Logicamente, eu sabia de antemão que nenhuma pesquisa me faria descobrir essa lei de
um progresso humano, cuja miragem sedutora se agita, sem cessar, em nosso horizonte,
se afasta de nós e se dissipa, para voltar a se formar de novo. Surgidos como um ponto
no infinito do espaço, nada conhecendo sobre nossas origens nem nossos destinos,
ignorando até se pertencemos a uma única espécie animal ou se várias humanidades
nasceram sucessivamente para se extinguir e ressurgir novamente, nós estaríamos pouco
à vontade para formular regras de evolução ao desconhecido, para combater o nevoeiro,
na esperança de lhe dar uma forma precisa e definitiva.

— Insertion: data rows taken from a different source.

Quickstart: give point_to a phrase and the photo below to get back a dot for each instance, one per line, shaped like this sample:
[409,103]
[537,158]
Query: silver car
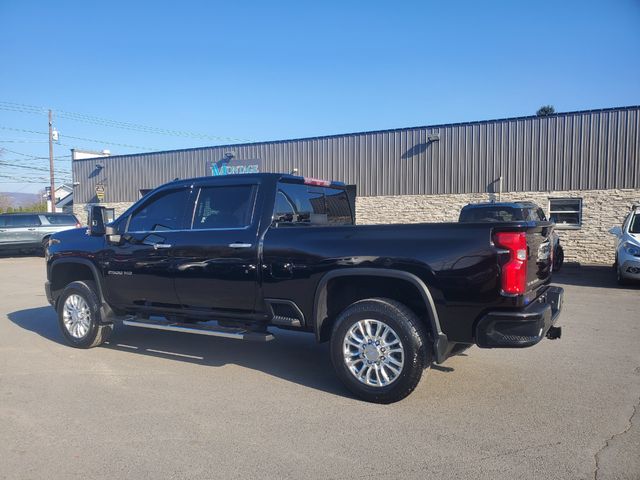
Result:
[627,263]
[31,231]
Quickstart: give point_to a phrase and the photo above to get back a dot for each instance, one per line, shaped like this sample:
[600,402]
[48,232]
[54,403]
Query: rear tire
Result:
[79,315]
[379,349]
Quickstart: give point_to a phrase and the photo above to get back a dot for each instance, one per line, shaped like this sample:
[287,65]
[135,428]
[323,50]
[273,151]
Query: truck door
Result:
[216,262]
[137,272]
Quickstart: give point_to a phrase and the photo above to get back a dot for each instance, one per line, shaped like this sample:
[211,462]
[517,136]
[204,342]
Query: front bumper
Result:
[522,328]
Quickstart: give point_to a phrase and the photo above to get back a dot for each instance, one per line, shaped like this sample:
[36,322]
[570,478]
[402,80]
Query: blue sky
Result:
[267,71]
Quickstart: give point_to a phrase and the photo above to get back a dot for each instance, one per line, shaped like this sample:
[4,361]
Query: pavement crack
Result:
[606,444]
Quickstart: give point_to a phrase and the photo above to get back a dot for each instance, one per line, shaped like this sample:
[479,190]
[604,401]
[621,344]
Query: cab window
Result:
[299,204]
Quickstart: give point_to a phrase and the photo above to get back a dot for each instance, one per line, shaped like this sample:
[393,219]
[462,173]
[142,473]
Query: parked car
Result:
[512,212]
[627,263]
[31,231]
[258,251]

Não. Mas nessa avenida dos séculos que os achados dos arqueólogos prolongam
constantemente naquilo que foi a noite do passado, podemos ao menos reconhecer o
laço íntimo que liga a sucessão dos fatos humanos à ação das forças telúricas: é-nos
permitido, seguir, no tempo, cada período da vida dos povos correspondentes à
mudanças dos meios, observar a ação combinada da natureza e do próprio homem,
reagindo sobre a Terra que o formou.
A emoção que se tem ao contemplar todas as paisagens do planeta na sua variedade sem
fim e na harmonia que lhes dá a ação das forças étnicas, sempre em movimento, essa
própria suavidade das coisas, nós as sentimos ao ver a procissão dos homens sob suas
vestes de opulência ou de infortúnio, mas todos igualmente em estado de vibração
harmônica com a Terra, que os carrega e os sustenta, o céu que os ilumina e os associa
às energias do cosmo. E da mesma forma que a superfície das regiões nos apresenta,
continuamente, sítios de beleza que admiramos com todo o poder do nosso ser, o
decurso da História nos mostra, na sucessão dos fatos, cenas incríveis de grandeza, cujo
estudo e conhecimento só nos enobrece. A geografia histórica concentra, em dramas
incomparáveis, em realizações esplêndidas, tudo aquilo que a imaginação pode evocar.